It has been years since Hans Keirstead worked his biological magic, injecting stem cells into rats with severed spinal cords and thus making them walk almost normally. But the real miracle—since other experiments, too, have cured paralysis in lab animals—is that Geron Corp. plans to test the technique in people next year. Between Keirstead's experiment and Geron's trial lie these obstacles: Keirstead, a professor at the University of California, Irvine, had to invent instruments to squirt the stem cells into spinal cords ("what do we academics know about developing medical devices?" he asked me), find someone to try the technique in monkeys ("I know two researchers who handle monkeys; you have to get in line"), ramp up production of the stem cells ("it meant going from pipettes to this massive hydraulic setup") and … well, more industrial-strength biology that he wasn't trained in, that the government rarely funds and that brings exactly zero glory to a university scientist. "We hacked through the jungle and paved the road," Keirstead said. "But how many others are willing to do that?"
Going by how few discoveries in basic biomedical research get turned into treatments and cures, the answer is very, very few.

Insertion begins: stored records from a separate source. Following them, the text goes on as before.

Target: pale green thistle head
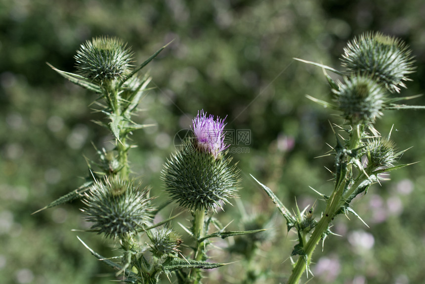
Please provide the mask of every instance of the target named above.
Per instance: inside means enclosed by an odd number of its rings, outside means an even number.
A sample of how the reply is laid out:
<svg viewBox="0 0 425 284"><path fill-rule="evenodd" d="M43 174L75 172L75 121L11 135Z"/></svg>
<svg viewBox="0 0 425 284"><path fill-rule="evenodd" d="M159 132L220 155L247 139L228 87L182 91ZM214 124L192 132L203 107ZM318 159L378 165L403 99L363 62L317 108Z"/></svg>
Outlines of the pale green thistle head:
<svg viewBox="0 0 425 284"><path fill-rule="evenodd" d="M102 83L128 74L132 56L130 48L120 39L99 37L81 45L75 58L82 76Z"/></svg>
<svg viewBox="0 0 425 284"><path fill-rule="evenodd" d="M414 71L411 51L400 40L381 33L366 33L344 48L341 60L347 75L373 78L391 92L406 88L404 81Z"/></svg>
<svg viewBox="0 0 425 284"><path fill-rule="evenodd" d="M194 137L167 160L162 178L166 190L178 204L195 210L221 207L230 203L239 189L239 170L221 152L223 120L201 112L193 121Z"/></svg>
<svg viewBox="0 0 425 284"><path fill-rule="evenodd" d="M151 252L159 258L175 256L182 242L180 236L166 227L152 230L149 232L149 235L152 243Z"/></svg>
<svg viewBox="0 0 425 284"><path fill-rule="evenodd" d="M152 208L148 190L116 176L96 181L85 194L81 209L90 229L113 238L135 235L149 226Z"/></svg>
<svg viewBox="0 0 425 284"><path fill-rule="evenodd" d="M363 76L345 78L333 92L342 117L351 124L375 122L382 114L385 90L372 79Z"/></svg>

The nation's biomedical funding and training system are set up to do one thing, and they do it superlatively: make discoveries. That is what scientists dream of, that is what gets them published in leading journals (the coin of the realm in academia) and that is what gets them grants from the National Institutes of Health. Here's what doesn't get them any of those: the grunt work that Keirstead did to turn his spinal-cord breakthrough into something that can be tried in patients.
These barriers to "translational" research (studies that move basic discoveries from bench to bedside) have become so daunting that scientists have a phrase for the chasm between a basic scientific discovery and a new treatment. "It's called the valley of death," says Greg Simon, president of FasterCures, a center set up by the (Michael) Milken Institute in 2003 to achieve what its name says. The valley of death is why many promising discoveries—genes linked to cancer and Parkinson's disease; biochemical pathways that ravage neurons in Lou Gehrig's disease—never move forward.
The next administration and Congress have a chance to change that, radically revamping the nation's biomedical research system by creating what proponents Richard Boxer, a urologist at the University of Miami, and Lou Weisbach, a Chicago entrepreneur, call a "center for cures" at NIH. The center would house multidisciplinary teams of biologists, chemists, technicians and others who would take a discovery such as Keirstead's and nurture it along to the point where a company is willing to put up the hundreds of millions of dollars to test it in patients. The existence of such a center would free scientists to go back to making important discoveries, not figuring out large-scale pipetting, for goodness' sake. "There is a sense among disease philanthropies that something like this is what needs to happen," says Katie Hood, CEO of the Michael J. Fox Foundation for Parkinson's Research. "It's a huge opportunity for a new administration."
Biomedical scientists I spoke to are wary of using NIH money for a new center for cures. They worry that it would divert dwindling funds from the basic research that is their pride and joy and, indeed, the basis for those hoped-for cures. Given current fiscal realities, scientists are right to be worried. But while basic research is necessary for finding new treatments, it is not sufficient. (While the NIH budget was doubling, the number of new-drug approvals fell from 53 in 1996 to 18 in 2006.) When I asked Kierstead if he ever wondered how many promising leads are gathering dust between the covers of research journals because no one is willing or able to push them forward, he said, "I don't wonder. I know it's the case." Why? Because "curing disease is a byproduct of the [NIH] system and not a goal," says FasterCures' Simon. Most scientists don't want to and don't have the skills to translate a discovery into a treatment; researchers at a dedicated center would try to do that full-time.
Some disease foundations have paved the way, turning themselves into mini-centers for cures. The pioneering Myelin Repair Foundation, which funds research on treatments for multiple sclerosis, actively manages the five scientists at five universities whom founder Scott Johnson hand-picked, requiring them to share data almost as fast as they collect it, mandating collaboration and pushing discoveries through the valley of death. For instance, a test-tube finding is quickly tested in a mouse model; contractors are hired to develop ways to scale up a discovery of how to turn stem cells into myelin-making cells that could help MS patients.
There is lots of talk these days about increasing the nation's spending on infrastructure, such as roads and bridges, to lift the economy out of its doldrums. Me, I'd be willing to put up with potholes in exchange for a new administration spending serious money to take the discoveries taxpayers have paid for and turn them into cures.